Chapter 3 — Compute: Where Intelligence Comes to Life Full Book¶

"Compute for AI isn't about raw horsepower. It's about the right kind of horsepower, connected in the right way."

📖 This chapter is available in the full book¶

Picture this: your ML team asks you to provision "a GPU cluster for training." You do what any seasoned infrastructure engineer would do — spin up eight Standard_D16s_v5 virtual machines. Sixty-four vCPUs each, 128 GiB of RAM, premium SSD storage. On paper, serious horsepower.
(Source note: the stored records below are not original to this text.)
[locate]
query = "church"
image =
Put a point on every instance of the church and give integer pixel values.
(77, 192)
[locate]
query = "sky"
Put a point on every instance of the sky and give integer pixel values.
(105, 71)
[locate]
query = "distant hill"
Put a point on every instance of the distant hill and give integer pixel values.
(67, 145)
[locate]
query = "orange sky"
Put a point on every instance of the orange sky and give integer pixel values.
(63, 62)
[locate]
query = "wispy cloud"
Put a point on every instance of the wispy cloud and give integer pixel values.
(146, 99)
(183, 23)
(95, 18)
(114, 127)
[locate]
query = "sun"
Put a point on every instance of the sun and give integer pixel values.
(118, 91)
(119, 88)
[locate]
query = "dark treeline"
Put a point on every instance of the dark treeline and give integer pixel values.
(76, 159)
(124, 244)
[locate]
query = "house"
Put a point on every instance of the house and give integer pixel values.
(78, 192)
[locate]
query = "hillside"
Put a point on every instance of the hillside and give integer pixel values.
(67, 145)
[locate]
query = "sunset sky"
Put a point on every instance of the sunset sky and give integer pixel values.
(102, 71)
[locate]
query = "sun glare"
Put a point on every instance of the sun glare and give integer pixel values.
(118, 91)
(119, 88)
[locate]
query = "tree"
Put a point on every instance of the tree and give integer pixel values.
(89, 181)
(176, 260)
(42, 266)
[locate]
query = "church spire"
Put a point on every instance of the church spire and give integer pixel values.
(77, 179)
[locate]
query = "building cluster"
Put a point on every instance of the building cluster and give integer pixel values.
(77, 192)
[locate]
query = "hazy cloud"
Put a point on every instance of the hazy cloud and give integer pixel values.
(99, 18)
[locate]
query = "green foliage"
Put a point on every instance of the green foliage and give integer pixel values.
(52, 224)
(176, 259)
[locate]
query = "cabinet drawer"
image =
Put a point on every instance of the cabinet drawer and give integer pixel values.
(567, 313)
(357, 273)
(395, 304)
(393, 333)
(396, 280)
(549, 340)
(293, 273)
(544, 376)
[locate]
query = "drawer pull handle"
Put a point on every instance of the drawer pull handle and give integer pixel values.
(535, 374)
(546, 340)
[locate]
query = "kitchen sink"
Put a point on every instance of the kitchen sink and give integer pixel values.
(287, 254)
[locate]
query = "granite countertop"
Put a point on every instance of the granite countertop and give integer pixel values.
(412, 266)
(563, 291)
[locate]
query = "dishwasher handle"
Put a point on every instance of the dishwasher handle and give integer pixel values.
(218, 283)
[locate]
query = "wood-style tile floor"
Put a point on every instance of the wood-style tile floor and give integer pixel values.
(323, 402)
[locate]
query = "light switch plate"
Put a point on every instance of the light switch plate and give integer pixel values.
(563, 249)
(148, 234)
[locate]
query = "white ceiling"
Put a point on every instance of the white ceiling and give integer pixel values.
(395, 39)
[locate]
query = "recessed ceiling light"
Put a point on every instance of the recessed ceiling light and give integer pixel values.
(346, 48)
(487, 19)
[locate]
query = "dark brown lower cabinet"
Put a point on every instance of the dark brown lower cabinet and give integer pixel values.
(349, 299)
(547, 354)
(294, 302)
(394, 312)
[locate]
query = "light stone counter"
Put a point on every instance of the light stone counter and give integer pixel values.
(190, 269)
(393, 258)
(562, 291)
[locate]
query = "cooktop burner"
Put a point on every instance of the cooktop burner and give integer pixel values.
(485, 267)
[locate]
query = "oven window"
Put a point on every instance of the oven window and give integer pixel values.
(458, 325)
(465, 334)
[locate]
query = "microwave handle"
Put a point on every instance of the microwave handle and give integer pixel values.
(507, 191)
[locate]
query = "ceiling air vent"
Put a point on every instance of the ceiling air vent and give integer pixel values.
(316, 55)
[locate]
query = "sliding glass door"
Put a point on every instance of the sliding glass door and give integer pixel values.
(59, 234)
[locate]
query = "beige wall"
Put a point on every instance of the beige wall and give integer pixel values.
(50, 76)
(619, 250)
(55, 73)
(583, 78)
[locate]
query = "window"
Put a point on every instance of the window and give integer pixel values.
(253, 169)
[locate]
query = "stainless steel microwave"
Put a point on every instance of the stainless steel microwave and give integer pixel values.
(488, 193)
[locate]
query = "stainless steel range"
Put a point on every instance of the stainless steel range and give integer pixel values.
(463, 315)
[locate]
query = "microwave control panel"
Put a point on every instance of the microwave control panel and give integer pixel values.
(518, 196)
The team launches their training script. Progress bar: estimated completion in 47 hours. Then a colleague suggests two Standard_ND96asr_v4 nodes — each packing eight A100 GPUs connected by 200 Gb/s InfiniBand. Same training job, same dataset, same code. The job finishes in 90 minutes.

The difference isn't just the GPUs. It's how those GPUs talk to each other across nodes, how data flows through NVLink inside the node, and how InfiniBand keeps gradient synchronization from becoming the bottleneck.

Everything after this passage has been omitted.